UN Special Rapporteur on Human Rights Defenders Mary Lawlor on Thursday presents her report on the situation of human rights defenders.
"Hundreds of Human Rights Defenders are being killed every year, and there is little sign that this is going to stop. We also know that many of these murders are signaled in advance with threats," the Special Rapporteur told DW. Those threats can be direct or indirect, targeted at individuals or more general, according to the report. They "are often intended to intimidate, silence and stop human rights defenders from carrying out their work. There is no more direct attack on civil society space than the killing of human rights defenders," the report reads.
According to the Special Rapporteur, the problem is "widespread." Since 2015, a total of 1,323 human rights defenders have been killed and at least 281 were killed in 2019 alone, the Office of the United Nations High Commissioner for Human Rights (OHCHR) found. The killings were committed in 64 countries worldwide, a third of UN member states.
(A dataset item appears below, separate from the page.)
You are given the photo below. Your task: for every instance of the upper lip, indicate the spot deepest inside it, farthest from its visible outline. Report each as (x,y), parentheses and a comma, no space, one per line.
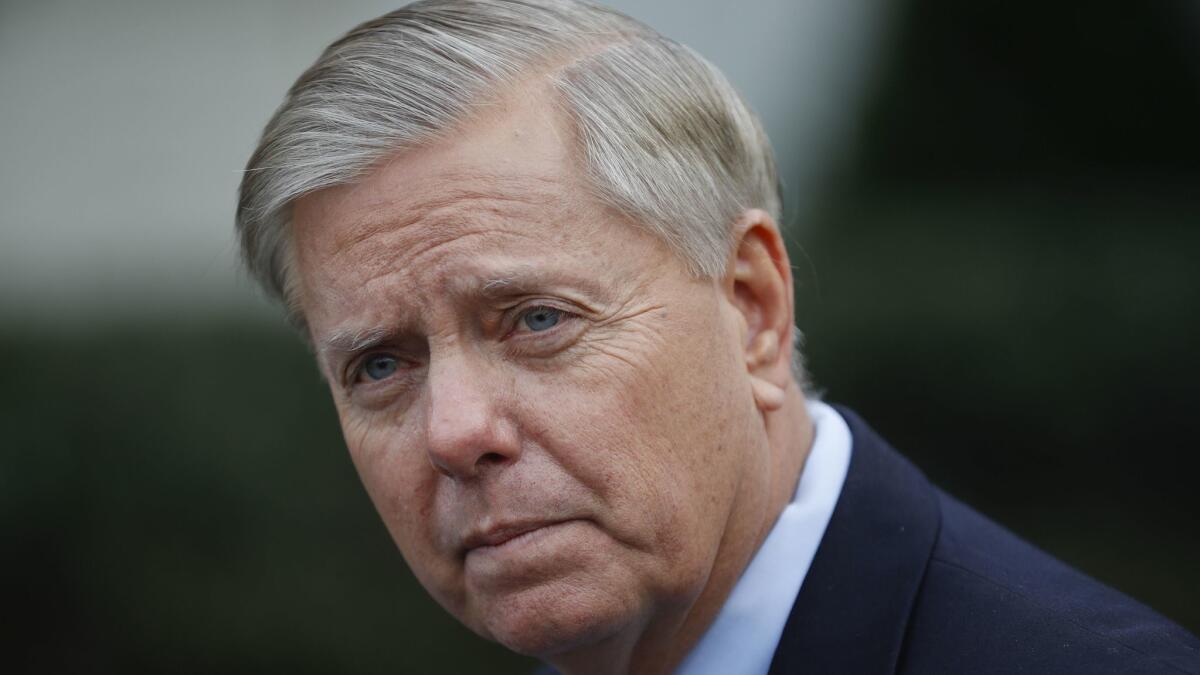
(501,532)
Latin America is consistently the most affected region. In 2019, half of the killings of human rights defenders targeted those who had been involved in issues of land and environment as well as rights of indigenous peoples and other minorities. "This is partly because those working on those issues are in isolated, remote locations, far from the protective gaze of international media or embassies in major cities," Mary Lawlor explained to DW. "These defenders are often regarded as especially soft targets, whose deaths will go largely unnoticed by the outside world."
On improving the situation of human rights defenders (HRD), the Special Rapporteur criticized the lack of political will to prevent the murders: "The crisis in HRD murders predates the pandemic, and is fueled in a major way by impunity. If states found the political will to properly investigate the killings, prosecute the crimes and hold the perpetrators to account, it would deter future murders," she told DW, adding that "we see very few of those responsible ever being held to account."
In her report, the Special Rapporteur concludes that states should respond "more effectively to threats against human rights defenders," with interventions including "taking action to stop vilification and threats aimed at defenders, which make them more vulnerable to attacks."